Elliot didn’t want to be cruel, he thought suddenly. This was the moment to tell everything, if there had ever been such a moment, when all his defences were burned down. He had to say it: I just found my mother, and it turns out that what I always feared is absolutely true. Neither of them ever wanted me at all. I have been unwanted for my whole life. By the way, I like guys as well as girls, and I’d appreciate it if you’d quit implying I hit on everyone. You are one of only two people I love, and I have to know if I have any real value to you.
It would be a miracle if he could get all that out, but after that he thought he could manage to say: Take me to Serene, and maybe: I think I’m going to cry.
“I didn’t mean that the way it sounded,” he said, and tried to work out how to say everything else.
“It’s hard sometimes, with my family,” said Luke into the silence.
“Oh,” Elliot said, his voice brittle. “Is it?”
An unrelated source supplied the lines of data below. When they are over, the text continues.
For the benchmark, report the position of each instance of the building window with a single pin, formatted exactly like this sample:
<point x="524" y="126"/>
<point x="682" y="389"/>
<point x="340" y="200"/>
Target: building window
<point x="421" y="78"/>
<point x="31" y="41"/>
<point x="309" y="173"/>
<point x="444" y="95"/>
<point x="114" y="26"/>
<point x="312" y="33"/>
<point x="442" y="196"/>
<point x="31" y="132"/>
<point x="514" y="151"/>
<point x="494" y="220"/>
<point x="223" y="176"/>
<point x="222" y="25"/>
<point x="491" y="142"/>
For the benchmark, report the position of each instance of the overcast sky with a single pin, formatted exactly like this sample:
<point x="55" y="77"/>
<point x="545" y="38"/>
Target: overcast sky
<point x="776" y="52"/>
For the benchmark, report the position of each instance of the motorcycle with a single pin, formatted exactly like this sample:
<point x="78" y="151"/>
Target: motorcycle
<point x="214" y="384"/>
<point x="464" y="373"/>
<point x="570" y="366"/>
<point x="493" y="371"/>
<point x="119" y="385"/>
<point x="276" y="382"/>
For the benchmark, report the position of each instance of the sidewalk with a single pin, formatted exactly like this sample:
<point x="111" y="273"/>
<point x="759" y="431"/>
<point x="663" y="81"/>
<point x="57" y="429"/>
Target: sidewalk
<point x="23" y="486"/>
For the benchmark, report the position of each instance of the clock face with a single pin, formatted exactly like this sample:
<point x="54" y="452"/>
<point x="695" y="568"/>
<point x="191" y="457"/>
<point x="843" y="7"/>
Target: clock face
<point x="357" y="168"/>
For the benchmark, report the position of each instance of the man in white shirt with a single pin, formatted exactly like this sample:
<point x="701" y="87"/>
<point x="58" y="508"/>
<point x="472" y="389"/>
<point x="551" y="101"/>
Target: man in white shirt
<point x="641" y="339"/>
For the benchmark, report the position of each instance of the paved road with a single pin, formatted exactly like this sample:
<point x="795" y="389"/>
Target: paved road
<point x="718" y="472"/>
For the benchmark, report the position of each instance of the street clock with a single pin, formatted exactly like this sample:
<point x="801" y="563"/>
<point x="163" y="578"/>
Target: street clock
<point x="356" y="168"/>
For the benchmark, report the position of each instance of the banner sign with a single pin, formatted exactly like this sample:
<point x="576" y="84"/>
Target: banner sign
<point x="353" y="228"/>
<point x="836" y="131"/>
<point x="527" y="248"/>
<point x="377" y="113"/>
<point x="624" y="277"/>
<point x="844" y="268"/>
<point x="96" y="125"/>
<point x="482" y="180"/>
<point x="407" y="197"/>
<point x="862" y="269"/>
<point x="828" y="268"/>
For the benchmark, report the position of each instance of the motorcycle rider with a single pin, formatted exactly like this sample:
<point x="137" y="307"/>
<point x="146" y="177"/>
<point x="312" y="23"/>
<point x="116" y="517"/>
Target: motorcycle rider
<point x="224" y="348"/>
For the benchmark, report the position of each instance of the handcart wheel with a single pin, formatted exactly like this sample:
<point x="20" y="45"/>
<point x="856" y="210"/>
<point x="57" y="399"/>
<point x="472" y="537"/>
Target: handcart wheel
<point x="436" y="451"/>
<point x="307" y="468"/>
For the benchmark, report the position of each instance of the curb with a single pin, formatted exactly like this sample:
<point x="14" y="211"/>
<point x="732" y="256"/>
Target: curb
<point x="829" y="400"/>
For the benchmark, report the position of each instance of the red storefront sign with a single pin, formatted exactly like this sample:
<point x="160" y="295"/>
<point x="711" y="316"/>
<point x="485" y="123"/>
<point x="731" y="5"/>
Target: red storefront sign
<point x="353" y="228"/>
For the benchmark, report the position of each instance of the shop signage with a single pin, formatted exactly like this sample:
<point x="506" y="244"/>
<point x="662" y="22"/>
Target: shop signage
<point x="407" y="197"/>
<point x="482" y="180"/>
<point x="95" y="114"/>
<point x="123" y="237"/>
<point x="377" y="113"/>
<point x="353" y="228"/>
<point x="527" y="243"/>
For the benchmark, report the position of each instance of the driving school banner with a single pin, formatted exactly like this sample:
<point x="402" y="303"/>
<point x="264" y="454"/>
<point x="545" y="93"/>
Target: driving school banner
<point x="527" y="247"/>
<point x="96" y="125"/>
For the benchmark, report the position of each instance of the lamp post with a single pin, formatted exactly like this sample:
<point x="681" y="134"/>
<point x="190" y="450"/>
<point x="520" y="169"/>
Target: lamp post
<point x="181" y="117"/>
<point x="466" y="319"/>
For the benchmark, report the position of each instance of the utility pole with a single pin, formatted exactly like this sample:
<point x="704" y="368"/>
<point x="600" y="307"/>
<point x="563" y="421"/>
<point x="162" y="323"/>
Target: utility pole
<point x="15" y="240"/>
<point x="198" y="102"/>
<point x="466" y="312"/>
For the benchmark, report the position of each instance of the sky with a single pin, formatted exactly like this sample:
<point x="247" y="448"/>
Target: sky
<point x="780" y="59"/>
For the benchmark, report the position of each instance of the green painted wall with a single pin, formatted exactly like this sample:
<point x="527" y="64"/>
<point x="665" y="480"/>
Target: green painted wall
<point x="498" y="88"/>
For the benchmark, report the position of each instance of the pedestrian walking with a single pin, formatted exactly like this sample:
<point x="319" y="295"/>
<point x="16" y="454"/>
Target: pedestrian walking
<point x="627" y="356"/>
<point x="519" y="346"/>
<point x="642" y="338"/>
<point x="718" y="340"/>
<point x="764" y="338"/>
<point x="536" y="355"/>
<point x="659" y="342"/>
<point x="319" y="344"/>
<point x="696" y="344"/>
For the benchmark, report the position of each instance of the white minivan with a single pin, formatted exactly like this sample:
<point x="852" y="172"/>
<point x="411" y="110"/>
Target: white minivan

“Being just ordinary, I mean, when they’re all . . . you know.”
That was literally the most ridiculous thing Elliot had ever heard. He did not know what had possessed Luke to come over and start talking random absurdities at one of the most horrible times of Elliot’s life, but apparently Elliot had to cope with this. He felt like a burn victim, having someone come at him with a grater.
Elliot badly wanted to snap at Luke, but he did not dare. If he let himself lose his temper, it was going to be ugly: he was going to do or say something terrible. He did not even know what poison he might spill, but he knew that Luke did not know anything. Luke did not deserve it.